Monday, October 14, 2013

Are Moderate Members of the GOP Today's Dixiecrats?


If one looks at where most of the effort to nullify the last two presidential elections and over turn the Supreme Court's ruling upholding the Affordable Health Care Act, its for the most part the same states that long opposed desegregation save and except some far right ideologues from Midwestern and Western states who want to utterly destroy since the poor and unfortunate apparently deserve to die despite the Gospel message (which these very sane people claim to honor) that speaks an altogether message.  But, back in the bad old days of the so-called Dixiecrats, enough Southern Democrats cooperated with the national party to allow governance to occur.  A column in the New York Times looks at the growing risk of America going into default as the blackmail and extortion by the Republican Party, especially in the House of Representatives, continues.  It also looks at the possibility of some Republicans - locally, Scott Rigell may be one - to act like the Dixiecrats of old and save America from lurching into an economic train wreck.  Here are highlights:

Stocks surged last Friday in the belief that House Republicans were getting ready to back down on their ransom demands over the government shutdown and the debt ceiling. But what Republicans were actually offering, it seems, was the “compromise” Paul Ryan, the chairman of the House Budget Committee, laid out in a Wall Street Journal op-ed article: rolling back some of the “sequester” budget cuts — which both parties dislike; cuts in Medicare, but with no quid pro quo in the form of higher revenue; and only a temporary fix on the debt ceiling, so that we would soon find ourselves in crisis again. 

I do not think that word “compromise” means what Mr. Ryan thinks it means. Above all, he failed to offer the one thing the White House won’t, can’t bend on: an end to extortion over the debt ceiling. Yet even this ludicrously unbalanced offer was too much for conservative activists, who lambasted Mr. Ryan for basically leaving health reform intact. 

Does this mean that we’re going to hit the debt ceiling? Quite possibly; nobody really knows, but careful observers are giving no better than even odds that any kind of deal will be reached before the money runs out. Beyond that, however, our current state of dysfunction looks like a chronic condition, not a one-time event. Even if the debt ceiling is raised enough to avoid immediate default, even if the government shutdown is somehow brought to an end, it will only be a temporary reprieve. Conservative activists are simply not willing to give up on the idea of ruling through extortion, and the Obama administration has decided, wisely, that it will not give in to extortion. 

So how does this end? How does America become governable again? 

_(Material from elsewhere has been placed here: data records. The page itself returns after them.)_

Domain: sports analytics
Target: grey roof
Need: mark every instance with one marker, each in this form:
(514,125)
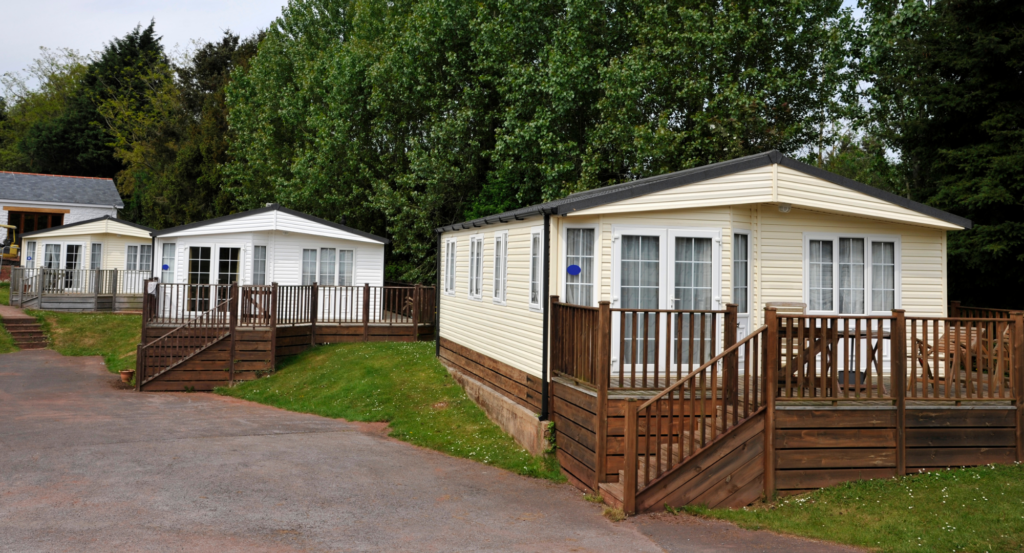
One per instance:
(617,193)
(87,221)
(272,207)
(58,189)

One answer might be that we somehow stumble through the next 13 months, and voters punish Republican tactics by returning the House to Democratic control. Recent polls do show a large Democratic advantage on the generic House ballot

There is, however, another solution, and everyone knows what it is. Call it Dixiecrats in reverse.

Here’s the precedent: For a long time, starting as early as 1938, Democrats generally controlled Congress on paper, but actual control often rested with an alliance between Republicans and conservative Southerners who were Democrats in name only. You may not like what this alliance did — among other things, it killed universal health insurance, which we might otherwise have had 65 years ago. But at least America had a functioning government, untroubled by the kind of craziness that now afflicts us. 

And right now we have all the necessary ingredients for a comparable alliance, . . . . everyone I talk to believes that it would be easy to pass both a continuing resolution, reopening the government, and an increase in the debt ceiling, averting default, if only such measures were brought to the House floor. How? The answer is, they would get support from just about all Democrats plus some Republicans, mainly relatively moderate non-Southerners. As I said, Dixiecrats in reverse. 

The problem is that John Boehner, the speaker of the House, won’t allow such votes, because he’s afraid of the backlash from his party’s radicals. Which points to a broader conclusion: The biggest problem we as a nation face right now is not the extremism of Republican radicals, which is a given, but the cowardice of Republican non-extremists (it would be stretching to call them moderates). 

The question for the next few days is whether plunging markets and urgent appeals from big business will stiffen the non-extremists’ spines. For as far as I can tell, the reverse-Dixiecrat solution is the only way out of this mess.